Führe uns nicht in Versuchung
Der zweite im Bunde ist das Fleisch
Der zweite im Bunde ist das Fleisch… Im Paradies stand neben dem Baum des Lebens der Baum der Erkenntnis des Guten und des Bösen. An diesem Baume aber hing ein göttliches Verbot mit verhängnisvollen Klausel: „Sobald du davon ißt, mußt du sterben.“ Durch den Ungehorsam des ersten Menschen also ist dieser Baum ihnen und ihren Nachkommen zum Baum des Todes geworden. Es ist aber das Christenherz ein kleines Paradies mit diesen zwei Bäumen, dem Baum des Lebens und dem Baum des Todes.

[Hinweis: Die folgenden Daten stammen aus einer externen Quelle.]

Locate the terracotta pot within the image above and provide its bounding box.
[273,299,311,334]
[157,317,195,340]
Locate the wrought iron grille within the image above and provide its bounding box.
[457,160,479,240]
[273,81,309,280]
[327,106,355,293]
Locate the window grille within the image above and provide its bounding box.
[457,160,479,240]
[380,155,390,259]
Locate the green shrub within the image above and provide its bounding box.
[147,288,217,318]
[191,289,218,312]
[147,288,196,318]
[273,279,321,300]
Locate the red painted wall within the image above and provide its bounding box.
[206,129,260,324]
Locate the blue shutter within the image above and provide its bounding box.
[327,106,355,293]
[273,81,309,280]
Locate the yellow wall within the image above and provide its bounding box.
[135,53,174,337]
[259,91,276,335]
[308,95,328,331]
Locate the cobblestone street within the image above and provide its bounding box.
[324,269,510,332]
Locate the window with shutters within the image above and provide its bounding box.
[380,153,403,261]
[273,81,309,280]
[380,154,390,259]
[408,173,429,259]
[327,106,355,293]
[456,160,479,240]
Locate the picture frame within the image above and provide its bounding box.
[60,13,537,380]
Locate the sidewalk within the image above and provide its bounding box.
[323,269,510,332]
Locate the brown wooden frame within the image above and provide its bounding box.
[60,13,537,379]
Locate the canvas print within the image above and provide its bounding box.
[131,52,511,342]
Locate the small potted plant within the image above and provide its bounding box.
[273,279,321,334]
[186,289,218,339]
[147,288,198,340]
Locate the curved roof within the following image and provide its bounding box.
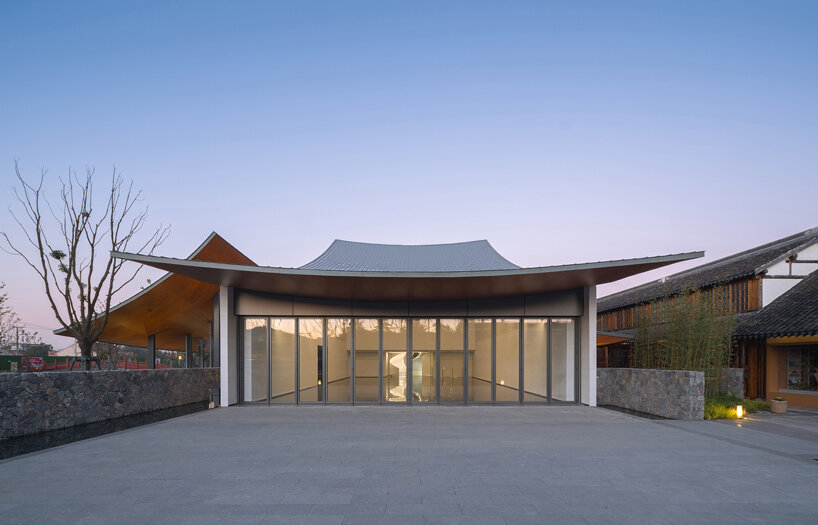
[735,270,818,338]
[111,252,703,301]
[300,239,519,272]
[597,228,818,313]
[54,232,255,350]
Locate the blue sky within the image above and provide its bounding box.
[0,1,818,346]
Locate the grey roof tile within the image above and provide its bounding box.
[597,228,818,313]
[300,239,519,272]
[735,270,818,338]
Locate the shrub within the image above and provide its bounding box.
[633,286,736,399]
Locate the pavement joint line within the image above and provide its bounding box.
[652,421,816,463]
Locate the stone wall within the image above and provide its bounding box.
[0,368,219,439]
[596,368,704,419]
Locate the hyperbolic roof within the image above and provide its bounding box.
[56,232,703,350]
[597,228,818,312]
[112,244,703,301]
[301,239,519,272]
[54,232,255,350]
[735,270,818,338]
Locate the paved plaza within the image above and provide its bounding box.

Der Baum des Lebens ist die heiligmachende Gnade
und die Früchte, die er trägt, sind Liebe, Freude, Friede, Geduld, Milde, Güte, Langmut, Sanftmut, Treue, Mäßigkeit, Enthaltsamkeit und Keuschheit;
Der Baum des Todes ist der „Zunder der Sünde“
die Begierlichkeit, das Fleisch, und seine Früchte sind Unkeuschheit, Unzucht, Geilheit, Götzendienst, Zauberei, Feindschaft, Zank, Zorn und Missgunst, Zwietracht, Hader und Totschlag, Schwelgerei, Trunksucht und Ketzerei. Wir haben uns also unter dem Namen „Fleisch“ einen Giftbaum mitten in unserer Brust vorzustellen, der an drei großen Ästen drei Sorten von seeletötenden Früchten bringt, nämlich die Werke der Fleischeslust, der Augenlust und der Hoffart des Lebens. Da sieht nun aber jeder ein, wie gefährlich dieser Feind uns mit seinen Versuchungen werden kann: er ist unser Hausgenosse, aber als solcher hinterlistig, er ist unser Freund, aber als solcher Unheil spinnend. Das Unheil aber, das er uns zuerst anzutun sucht, ist die Verblendung… In der Menschenbrust sind zwei zu Hause, Abel und Kain, Mardochäus und Aman, der Geist, der die Sache Gottes begünstigt, und das Fleisch, das der Sache des Teufels gewogen ist, und dieser Kain ist immer nur darauf aus, den armen, schwachen Abel tot zu schlagen, und dieser Aman geht immer nur damit um, den Mardochäus an den Galgen zu bringen, und dieses Fleisch in seiner wilden Gier hat immer nur im Sinn, den Geist in seinem Himmelwärtsstreben nicht bloß zu hindern und zu lähmen, sondern auch sich ihn zu unterjochen und seinen niedrigen Absichten dienstbar zu machen. Daher sucht dasselbe, wo es nur kann, den Geist, den guten Gottestrieb, zu blenden, ihm das Augenlicht zu nehmen, daß er Augen hat und nicht sieht, was ihm zum Heile sei, und Tausende lassen diese Verblendung an ihrer Seele ruhig geschehen und wirken eifrig dazu mit… –
Wer aber kennt die Zahl derjenigen, die das Fleisch durch den Brand seiner wilden Gier am Geist blind gemacht hat, damit sie in die Versuchung eingingen und in die Sünde fielen? Nur Gott kennt sie. Daher tut es, angesichts der Versuchung, die uns vom „Fleische“ bereitet wird, noch mehr not, als in jener, die von der Welt ausgeht, zu Gott um Hilfe, Schutz und Kraft zu beten mit den Worten des Vaterunsers: „Führe uns nicht in Versuchung!“…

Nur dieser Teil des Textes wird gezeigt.